OA

©2008 OA • 33 Sewall Street • Portland, ME 04102 • (207) 828-2100

Meniscectomy Rehabilitation Protocol

The protocols provided by Orthopedic Associates of Portland are examples of those used by our physicians and may not be appropriate for every patient. You should use these only if your treating physician has reviewed the protocol and approves of its use for your recovery.

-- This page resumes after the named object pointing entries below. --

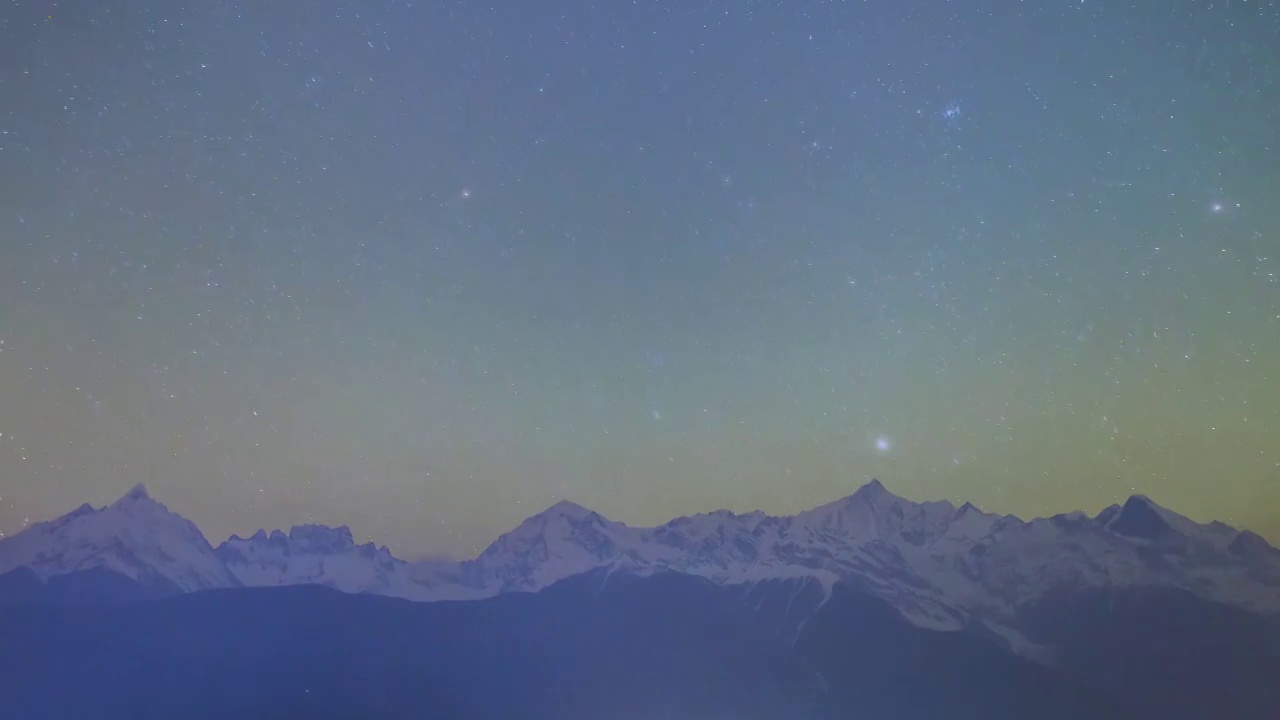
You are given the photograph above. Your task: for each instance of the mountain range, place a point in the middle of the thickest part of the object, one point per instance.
(869, 606)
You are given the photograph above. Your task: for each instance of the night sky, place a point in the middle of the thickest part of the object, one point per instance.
(425, 268)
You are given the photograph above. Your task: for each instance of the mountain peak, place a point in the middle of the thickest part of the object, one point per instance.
(136, 493)
(568, 509)
(1139, 518)
(873, 492)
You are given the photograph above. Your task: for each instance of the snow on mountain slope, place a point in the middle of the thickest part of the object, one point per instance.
(135, 536)
(941, 566)
(318, 555)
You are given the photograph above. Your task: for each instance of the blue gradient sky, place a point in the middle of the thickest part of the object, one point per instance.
(426, 268)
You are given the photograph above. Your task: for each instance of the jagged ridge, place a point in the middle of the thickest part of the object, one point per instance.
(941, 566)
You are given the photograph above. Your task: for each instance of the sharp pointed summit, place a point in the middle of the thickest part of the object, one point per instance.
(136, 493)
(135, 536)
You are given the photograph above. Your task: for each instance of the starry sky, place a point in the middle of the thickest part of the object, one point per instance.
(425, 268)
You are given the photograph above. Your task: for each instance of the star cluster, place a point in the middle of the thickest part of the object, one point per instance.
(424, 268)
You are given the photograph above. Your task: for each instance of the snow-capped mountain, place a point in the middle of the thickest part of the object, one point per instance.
(136, 537)
(940, 565)
(318, 555)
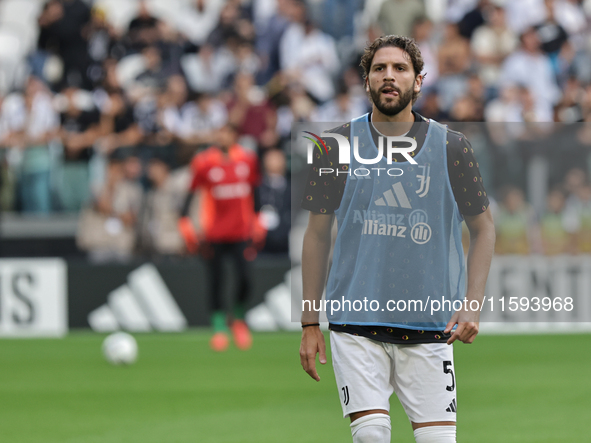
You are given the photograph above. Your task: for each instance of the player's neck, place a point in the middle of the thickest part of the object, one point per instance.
(404, 121)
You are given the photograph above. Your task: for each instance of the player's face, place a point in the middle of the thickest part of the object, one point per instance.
(391, 81)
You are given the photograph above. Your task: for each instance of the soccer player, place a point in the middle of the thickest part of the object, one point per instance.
(227, 174)
(398, 241)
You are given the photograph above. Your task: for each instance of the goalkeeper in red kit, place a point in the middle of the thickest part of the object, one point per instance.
(227, 175)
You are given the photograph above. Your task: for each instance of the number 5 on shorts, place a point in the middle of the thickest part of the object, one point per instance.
(448, 370)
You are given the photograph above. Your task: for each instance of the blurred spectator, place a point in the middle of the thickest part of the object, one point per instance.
(552, 36)
(470, 107)
(422, 32)
(155, 75)
(198, 19)
(202, 117)
(33, 124)
(473, 19)
(571, 16)
(338, 17)
(568, 109)
(79, 130)
(173, 115)
(297, 107)
(505, 108)
(342, 108)
(515, 224)
(308, 55)
(453, 61)
(103, 42)
(143, 30)
(577, 219)
(524, 14)
(457, 9)
(251, 113)
(268, 40)
(209, 70)
(234, 24)
(397, 16)
(61, 26)
(430, 107)
(518, 69)
(491, 44)
(275, 202)
(159, 216)
(106, 228)
(555, 239)
(118, 127)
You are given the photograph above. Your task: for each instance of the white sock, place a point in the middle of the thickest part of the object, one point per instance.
(436, 434)
(372, 428)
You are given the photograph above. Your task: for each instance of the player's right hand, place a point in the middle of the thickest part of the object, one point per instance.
(189, 234)
(312, 344)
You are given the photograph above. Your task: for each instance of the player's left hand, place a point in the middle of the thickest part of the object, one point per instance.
(468, 323)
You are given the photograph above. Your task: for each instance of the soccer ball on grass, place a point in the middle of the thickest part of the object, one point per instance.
(120, 348)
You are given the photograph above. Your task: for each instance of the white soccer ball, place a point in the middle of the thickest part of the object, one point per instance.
(120, 348)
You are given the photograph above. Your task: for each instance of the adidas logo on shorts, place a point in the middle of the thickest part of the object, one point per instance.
(452, 406)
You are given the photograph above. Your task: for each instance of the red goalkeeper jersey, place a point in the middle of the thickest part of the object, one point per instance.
(227, 201)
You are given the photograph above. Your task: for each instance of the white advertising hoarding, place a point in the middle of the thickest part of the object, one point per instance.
(33, 297)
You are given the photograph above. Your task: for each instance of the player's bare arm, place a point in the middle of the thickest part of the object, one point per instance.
(316, 250)
(482, 241)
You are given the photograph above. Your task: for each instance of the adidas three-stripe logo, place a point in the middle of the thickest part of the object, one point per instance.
(452, 406)
(390, 200)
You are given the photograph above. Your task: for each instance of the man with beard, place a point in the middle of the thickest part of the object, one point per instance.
(398, 246)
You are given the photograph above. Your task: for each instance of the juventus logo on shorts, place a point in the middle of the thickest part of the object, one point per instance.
(346, 395)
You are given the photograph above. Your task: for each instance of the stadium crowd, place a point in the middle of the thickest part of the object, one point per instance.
(109, 116)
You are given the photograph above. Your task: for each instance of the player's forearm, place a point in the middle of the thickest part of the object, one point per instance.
(315, 255)
(482, 243)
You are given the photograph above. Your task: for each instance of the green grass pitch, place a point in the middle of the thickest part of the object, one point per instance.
(510, 389)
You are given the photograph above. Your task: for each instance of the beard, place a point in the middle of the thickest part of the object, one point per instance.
(393, 107)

Post-op visit Number One at I week post-op: 

Evaluation of limitations in:
        Comfort level/Pain Rating on 1/10 scale 
Guarding/apprehension with wt bearing 
Proprioception 
ROM 
Strength 
VMO quad control
Leg control 
Gait 
Compliance with p/o care instructions per physician 
Swelling/Effusion and portal inspection for infection 

Criteria for continued PT > I visit: 3 or more of the below deficits require F/U in PT:
        Pain> 4/10 
2+ effusion 
Partial Weight Bearing secondary to apprehension, pain, poor proprioception 
Unable to single leg balance > 20 seconds 
ROM < 5-125 degrees secondary to pain 
Strength < 4-/5 
Poor-fair VMO control 
Poor leg control with transfer/ADL activities
Moderate antalgia with flat surface fwd walking with no assistive device
Poor compliance with p/o instructions per P.T. and physician
ANY SIGNS OF INFECTION REFERRED TO PHYSICIAN IMMEDIATELY

 

F/U with emphasis on formal PT for 2-8 more visits and progression of home program to include:
Strengthening ex's: LE Control ex's with emphasis on VMO control Weight shifting progression Single leg balance with trunk shift/challenges T-Band squat progression to step downs for aggressive quad work Gait training FWD Retro High step Lat. shuffle step Instruction in proper bike set-up and resistance level Instruction in leg press, leg curls, and calf raises Pool therapy for strengthening, endurance, and ROM as appropriate Discussion re: appropriate progression through resisted ex's increasing weight, reps, and intensity at each session as tolerated.

ROM ex's:
       Terminal extension hangs
Standing terminal extension 
Flexion stretch in standing and prone
Hamstring Stretch 

Effusion Control:
        Manual therapy 
Ice, elevation, massage, and rest intervals throughout the day

Criteria for D/C:

        Pain < 2/10 
Minimal effusion 
Full wt bearing with no pain/apprehension 
ROM: 0- 135 degrees with minimal pain 
Strength 4+/5
Good VMO control
Good leg control with Activities of Daily Living (ADL's)/balance test to include: single leg stance > 30 seconds
Minimal antalgia (pain)
Good compliance with home ex. program and activity modification 
Return to functional activities without incident
Pt able to demonstrate willingness and ability to progress with all exercises at an appropriate pace, adding weight and reps as tolerated.